Editor's Note: Maimonides writes: "Maintaining a healthy and sound body is among the ways of G‑d's service, for one cannot understand or have any knowledge of the Creator if he is ill."1 And considering that exercise is especially beneficial in difficult and pressure-filled times, we offer here some useful exercising tips.

More than eight hundred years ago, the great Jewish scholar, philosopher, leader and physician Rabbi Moses ben Maimon (Maimonides) wrote:2

As long as a person exercises and exerts himself . . . illness will not befall him and his strength will increase. . . . But one who sits idle and does not exercise . . . even if he maintains a healthy diet and other habits, he will be perennially ill and his strength will diminish.

Consider that Maimonides wrote these words at a time when basic daily life unavoidably entailed a significant degree of physical activity. Just the fact that people didn't have cars made a huge difference. Yet Maimonides advises that people get additional exercise as well. How much more so must we be conscious to deliberately get our share of physical activity when we live in a technologically advanced world where we are barely required to use our bodies at all.
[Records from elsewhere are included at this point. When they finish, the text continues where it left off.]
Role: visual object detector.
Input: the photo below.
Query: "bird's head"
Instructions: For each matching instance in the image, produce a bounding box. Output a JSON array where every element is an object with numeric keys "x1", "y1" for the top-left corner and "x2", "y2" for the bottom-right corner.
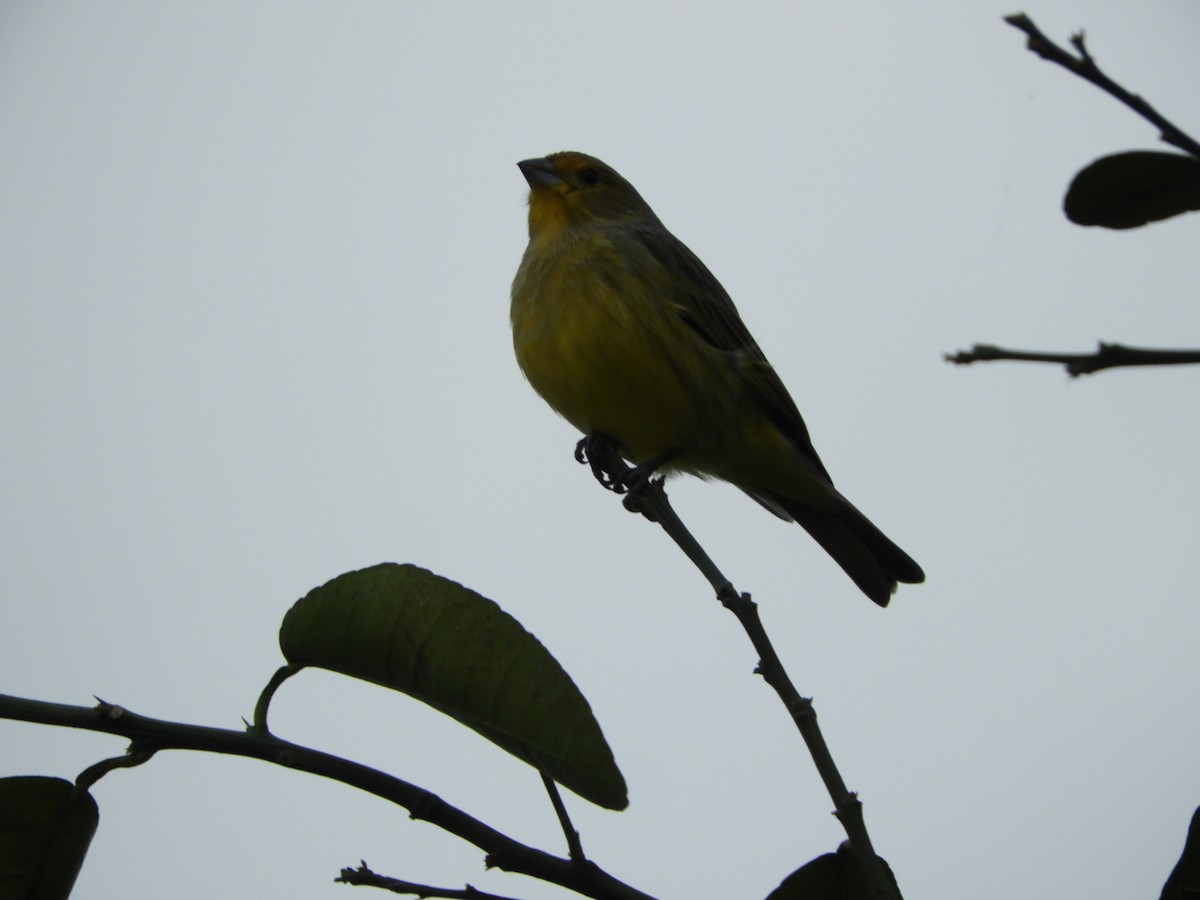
[{"x1": 517, "y1": 151, "x2": 658, "y2": 238}]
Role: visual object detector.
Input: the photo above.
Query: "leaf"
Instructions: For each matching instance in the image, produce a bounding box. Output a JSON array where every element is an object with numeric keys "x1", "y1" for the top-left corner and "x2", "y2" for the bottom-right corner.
[
  {"x1": 1160, "y1": 808, "x2": 1200, "y2": 900},
  {"x1": 1063, "y1": 150, "x2": 1200, "y2": 228},
  {"x1": 280, "y1": 563, "x2": 629, "y2": 809},
  {"x1": 767, "y1": 844, "x2": 900, "y2": 900},
  {"x1": 0, "y1": 775, "x2": 100, "y2": 900}
]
Here are two simple exercises that you can use to begin incorporating some movement into an otherwise sedentary lifestyle.

Leg Lifts

While seated at your desk, lift your feet from the floor, straighten your legs at the knees, and hold them out in front of you. Hold it for a while. Release. Repeat. This is good for the large muscles in your upper legs. For your calves, raise your feet up on your tiptoes, hold them in that position, then lower them. Feel yourself contracting your calf muscles each time. Since there is no actual resistance (other than a bit of gravity), you have to consciously work the muscles. Both of these leg exercises will increase circulation in your lower body, which is very important for general health.

Side Stretches

Side stretches are an easy exercise to do while seated right at your desk. With arms raised above your head, slowly lean over to each side. Do this several times on each side, then switch it up by doing the same movements again but with your hands on your hips. Be careful to make sure your chair is stable. This simple stretch can increase blood flow and actually make you want to exercise more. Try it whenever you are reading documents on your computer, or while on a conference call.